Happy MLK Day!
  • bhcordovabhcordova
    Posts: 1,152
    Here in the U.S. it is Martin Luther King, Jr. Day. Wishing one and all a happy MLK Day.

    Does anyone have special music programmed for the day?
  • BHCordova,

    Just as I wouldn't program special music (I'm at an ICKSP parish, but even if I weren't) for July 4th, I wouldn't program special music for this day.
    Thanked by 2CharlesW tomjaw
  • chonakchonak
    Posts: 9,160
    For all of MLK's merits, this is basically a secular observance.
    Thanked by 3CharlesW MarkB tomjaw
  • francis
    Posts: 10,668
    I would never program music for a non-liturgical federal holiday... and the same for me whether the 4th of July, Memorial day, etc. Here's a bit of reasoning on the subject from CCWatershed.

    https://www.ccwatershed.org/2014/07/04/should-we-sing-patriotic-hymns-mass/
  • Love of country, patria, is good, because patria is a good.

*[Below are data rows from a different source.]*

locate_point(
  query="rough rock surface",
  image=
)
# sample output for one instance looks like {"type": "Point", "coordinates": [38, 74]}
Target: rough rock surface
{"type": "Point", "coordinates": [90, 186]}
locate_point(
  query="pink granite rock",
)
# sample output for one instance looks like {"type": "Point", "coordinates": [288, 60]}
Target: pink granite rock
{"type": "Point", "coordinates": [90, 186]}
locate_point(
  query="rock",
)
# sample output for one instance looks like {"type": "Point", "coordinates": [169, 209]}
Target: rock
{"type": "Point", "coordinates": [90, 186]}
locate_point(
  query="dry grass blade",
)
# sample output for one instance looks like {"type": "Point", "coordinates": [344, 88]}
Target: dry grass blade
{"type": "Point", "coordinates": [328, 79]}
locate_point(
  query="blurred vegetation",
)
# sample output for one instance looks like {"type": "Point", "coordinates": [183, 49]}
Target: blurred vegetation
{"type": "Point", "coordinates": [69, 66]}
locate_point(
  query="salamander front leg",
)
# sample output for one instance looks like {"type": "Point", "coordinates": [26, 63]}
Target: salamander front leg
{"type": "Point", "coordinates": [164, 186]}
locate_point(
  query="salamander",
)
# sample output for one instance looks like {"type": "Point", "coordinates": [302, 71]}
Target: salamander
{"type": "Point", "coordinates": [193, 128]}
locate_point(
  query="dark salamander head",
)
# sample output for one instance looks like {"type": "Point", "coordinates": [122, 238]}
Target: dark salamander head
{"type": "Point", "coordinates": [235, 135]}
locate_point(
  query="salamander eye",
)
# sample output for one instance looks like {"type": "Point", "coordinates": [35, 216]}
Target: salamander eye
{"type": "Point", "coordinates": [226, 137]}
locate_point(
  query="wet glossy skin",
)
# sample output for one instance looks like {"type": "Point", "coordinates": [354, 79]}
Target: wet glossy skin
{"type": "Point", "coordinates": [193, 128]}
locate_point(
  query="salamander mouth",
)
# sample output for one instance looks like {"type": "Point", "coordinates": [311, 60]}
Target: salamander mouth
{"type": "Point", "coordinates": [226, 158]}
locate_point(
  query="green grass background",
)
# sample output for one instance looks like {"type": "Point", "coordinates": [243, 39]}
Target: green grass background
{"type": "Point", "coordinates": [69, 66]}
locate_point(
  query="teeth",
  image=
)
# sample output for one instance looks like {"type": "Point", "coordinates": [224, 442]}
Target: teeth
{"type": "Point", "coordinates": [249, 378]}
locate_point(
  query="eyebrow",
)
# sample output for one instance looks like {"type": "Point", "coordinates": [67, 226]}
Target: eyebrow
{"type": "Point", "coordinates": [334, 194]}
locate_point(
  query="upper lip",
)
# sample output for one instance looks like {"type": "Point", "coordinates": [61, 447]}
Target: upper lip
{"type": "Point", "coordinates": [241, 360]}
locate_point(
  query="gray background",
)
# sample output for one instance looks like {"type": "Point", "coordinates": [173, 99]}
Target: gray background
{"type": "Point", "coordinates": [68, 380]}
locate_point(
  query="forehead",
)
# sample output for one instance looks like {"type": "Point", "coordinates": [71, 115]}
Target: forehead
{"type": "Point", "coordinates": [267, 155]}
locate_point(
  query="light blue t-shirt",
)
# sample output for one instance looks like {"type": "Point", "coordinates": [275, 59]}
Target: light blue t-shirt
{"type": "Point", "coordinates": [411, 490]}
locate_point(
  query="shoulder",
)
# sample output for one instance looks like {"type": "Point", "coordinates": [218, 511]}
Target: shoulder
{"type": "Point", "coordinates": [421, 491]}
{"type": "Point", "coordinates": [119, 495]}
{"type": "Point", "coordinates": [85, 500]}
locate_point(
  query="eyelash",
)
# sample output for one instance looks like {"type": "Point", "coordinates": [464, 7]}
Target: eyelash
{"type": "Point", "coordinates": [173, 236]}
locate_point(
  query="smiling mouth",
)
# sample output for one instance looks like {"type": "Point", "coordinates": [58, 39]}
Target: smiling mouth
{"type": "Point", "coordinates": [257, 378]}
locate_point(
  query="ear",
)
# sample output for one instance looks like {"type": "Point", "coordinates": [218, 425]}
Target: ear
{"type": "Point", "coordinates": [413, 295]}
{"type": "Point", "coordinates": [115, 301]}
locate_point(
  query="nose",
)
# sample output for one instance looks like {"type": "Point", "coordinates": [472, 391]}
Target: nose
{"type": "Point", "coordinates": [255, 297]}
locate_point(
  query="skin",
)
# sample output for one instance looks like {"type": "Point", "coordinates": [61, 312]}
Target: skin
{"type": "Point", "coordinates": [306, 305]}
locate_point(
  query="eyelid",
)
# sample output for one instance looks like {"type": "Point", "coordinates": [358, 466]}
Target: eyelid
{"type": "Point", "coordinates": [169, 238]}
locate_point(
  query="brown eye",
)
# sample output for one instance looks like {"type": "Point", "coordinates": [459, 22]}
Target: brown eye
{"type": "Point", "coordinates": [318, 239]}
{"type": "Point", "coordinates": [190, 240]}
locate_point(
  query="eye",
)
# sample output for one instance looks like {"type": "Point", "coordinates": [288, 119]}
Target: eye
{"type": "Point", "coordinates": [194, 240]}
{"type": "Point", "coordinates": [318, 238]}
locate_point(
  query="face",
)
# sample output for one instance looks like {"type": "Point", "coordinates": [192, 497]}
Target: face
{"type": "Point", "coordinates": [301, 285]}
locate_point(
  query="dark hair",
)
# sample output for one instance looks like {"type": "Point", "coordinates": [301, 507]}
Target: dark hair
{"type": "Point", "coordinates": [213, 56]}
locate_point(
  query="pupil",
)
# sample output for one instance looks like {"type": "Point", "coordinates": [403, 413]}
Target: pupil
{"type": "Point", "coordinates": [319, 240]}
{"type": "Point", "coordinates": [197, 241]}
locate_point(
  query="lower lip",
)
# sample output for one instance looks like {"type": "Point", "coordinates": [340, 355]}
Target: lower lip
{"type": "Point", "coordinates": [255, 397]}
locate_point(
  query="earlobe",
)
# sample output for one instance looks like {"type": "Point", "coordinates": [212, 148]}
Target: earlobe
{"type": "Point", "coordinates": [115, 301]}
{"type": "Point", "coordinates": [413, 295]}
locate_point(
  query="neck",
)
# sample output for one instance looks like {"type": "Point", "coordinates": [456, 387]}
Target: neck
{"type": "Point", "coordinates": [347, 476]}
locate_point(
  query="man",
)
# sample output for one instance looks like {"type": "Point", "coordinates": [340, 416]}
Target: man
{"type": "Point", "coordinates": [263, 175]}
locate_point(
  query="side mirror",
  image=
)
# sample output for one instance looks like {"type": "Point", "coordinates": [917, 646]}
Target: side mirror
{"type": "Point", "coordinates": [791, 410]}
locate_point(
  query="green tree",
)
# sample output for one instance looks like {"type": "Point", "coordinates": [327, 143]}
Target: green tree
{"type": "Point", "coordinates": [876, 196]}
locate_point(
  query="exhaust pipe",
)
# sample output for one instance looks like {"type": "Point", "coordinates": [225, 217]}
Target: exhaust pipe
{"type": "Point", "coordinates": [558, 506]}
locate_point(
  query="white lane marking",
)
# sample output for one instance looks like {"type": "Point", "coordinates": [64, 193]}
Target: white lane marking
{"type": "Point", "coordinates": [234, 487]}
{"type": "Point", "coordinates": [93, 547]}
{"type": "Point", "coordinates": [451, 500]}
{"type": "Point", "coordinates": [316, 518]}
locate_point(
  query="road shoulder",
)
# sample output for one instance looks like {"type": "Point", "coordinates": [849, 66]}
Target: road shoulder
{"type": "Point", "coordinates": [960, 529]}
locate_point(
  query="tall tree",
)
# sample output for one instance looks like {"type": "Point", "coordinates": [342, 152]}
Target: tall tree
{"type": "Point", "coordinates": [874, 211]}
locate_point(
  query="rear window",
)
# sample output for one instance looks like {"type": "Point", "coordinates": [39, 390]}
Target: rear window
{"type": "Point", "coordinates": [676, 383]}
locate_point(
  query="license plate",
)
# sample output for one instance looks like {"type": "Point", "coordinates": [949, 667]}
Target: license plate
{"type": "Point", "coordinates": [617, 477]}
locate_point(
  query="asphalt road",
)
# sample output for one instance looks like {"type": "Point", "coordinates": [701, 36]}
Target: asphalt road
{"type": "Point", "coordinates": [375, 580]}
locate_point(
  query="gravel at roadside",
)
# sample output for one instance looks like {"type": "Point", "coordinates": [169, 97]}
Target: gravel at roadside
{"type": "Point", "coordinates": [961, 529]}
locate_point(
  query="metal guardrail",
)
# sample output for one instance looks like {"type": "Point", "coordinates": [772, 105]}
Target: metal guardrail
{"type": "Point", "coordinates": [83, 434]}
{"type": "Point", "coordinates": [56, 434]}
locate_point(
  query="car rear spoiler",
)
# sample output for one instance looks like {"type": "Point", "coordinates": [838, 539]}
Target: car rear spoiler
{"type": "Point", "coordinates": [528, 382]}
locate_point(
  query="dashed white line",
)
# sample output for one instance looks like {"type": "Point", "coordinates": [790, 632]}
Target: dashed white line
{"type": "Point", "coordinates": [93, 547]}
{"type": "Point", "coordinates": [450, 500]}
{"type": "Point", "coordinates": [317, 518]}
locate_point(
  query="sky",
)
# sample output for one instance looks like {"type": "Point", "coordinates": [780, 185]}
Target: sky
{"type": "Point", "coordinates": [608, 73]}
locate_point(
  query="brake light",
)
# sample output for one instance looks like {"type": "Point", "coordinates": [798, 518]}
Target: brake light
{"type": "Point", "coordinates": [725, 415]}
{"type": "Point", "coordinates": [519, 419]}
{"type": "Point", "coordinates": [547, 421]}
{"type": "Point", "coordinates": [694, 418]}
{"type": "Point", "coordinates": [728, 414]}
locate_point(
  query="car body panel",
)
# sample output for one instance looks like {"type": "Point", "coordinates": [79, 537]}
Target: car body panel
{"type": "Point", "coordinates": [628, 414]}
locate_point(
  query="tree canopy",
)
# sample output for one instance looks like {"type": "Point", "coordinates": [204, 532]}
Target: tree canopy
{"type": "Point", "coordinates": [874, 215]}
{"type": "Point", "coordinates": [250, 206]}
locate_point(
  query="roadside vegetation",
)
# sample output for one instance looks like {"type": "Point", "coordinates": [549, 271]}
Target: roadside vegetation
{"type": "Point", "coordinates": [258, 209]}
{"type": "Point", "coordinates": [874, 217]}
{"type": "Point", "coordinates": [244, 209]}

    I think we should sing patriotic hymns in church. (Although not as replacing the Mass proper, even though such replacement is allowed in the Novus rite, in general, nuff said.). There are many excellent patriotic hymns. My family’s two backgrounds -- English and Polish -- have some very good ones.



  • CharlesW
    Posts: 11,934
    Before I retired, I was in the position where the pastor wanted a patriotic entrance and recessional for those holidays. It was always, "God of our Fathers" - the pastor loved the trumpet flourishes - and "America the Beautiful" for recessional. This was for NO masses. I guess the TLM crowd sang, "Around the Outhouse with Palestrina," or some such. LOL
    Thanked by 2Carol CHGiffen
  • Around the Outhouse with Palestrina


    There is such a piece? This I must learn!
    Thanked by 1Carol
  • Carol
    Posts: 849
    In my OF parish we will sing a patriotic song for the recessional. I like "America the Beautiful," especially the line "God mend thine every flaw."
  • francis
    Posts: 10,668
    You shoulda seen me leading songs at the 4th of July picnic this year... complete with fireworks and iPad singalong songs... everything from The Star Spangled Banner to Stevie Wonder and more... (i play a real mean 12 string Martin)

    talk about trads around the outhouse... one person said, 'can we sing, Cecilia? (by S&G)... I looked it up on lyrics.com, we got about one verse in and the song came to a dead stop because of content... (I was literally standing next to the "outhouse" on the property)
    Thanked by 2CharlesW Carol
  • CharlesW
    Posts: 11,934
    I really have no idea what the TLM crowd did for patriotic holidays. I had 4 NO masses on Sunday. I was there from 6:00 a.m until 1:00 p.m. Although I was music director, I practiced "if it ain't broke, don't fix it." Nothing was broken so I left the TLM to others who had everything under control so I could go home.
  • CCoozeCCooze
    Posts: 1,259
    You mean y’all didn’t play Dixie on this day, for Robert E Lee’s bday?
  • CharlesW
    Posts: 11,934
    We're all Republicans. Is Lee one of those Trads?
    Thanked by 1tomjaw
  • bhcordovabhcordova
    Posts: 1,152
    I sincerely hope not Charles.
  • CharlesW
    Posts: 11,934
    Lee was a complex figure. Those who read up on him come away with a picture of a man whose loyalties were conflicted and who was torn by decisions he felt he had to make. Nothing is as simple as revisionist "historians" would have us believe.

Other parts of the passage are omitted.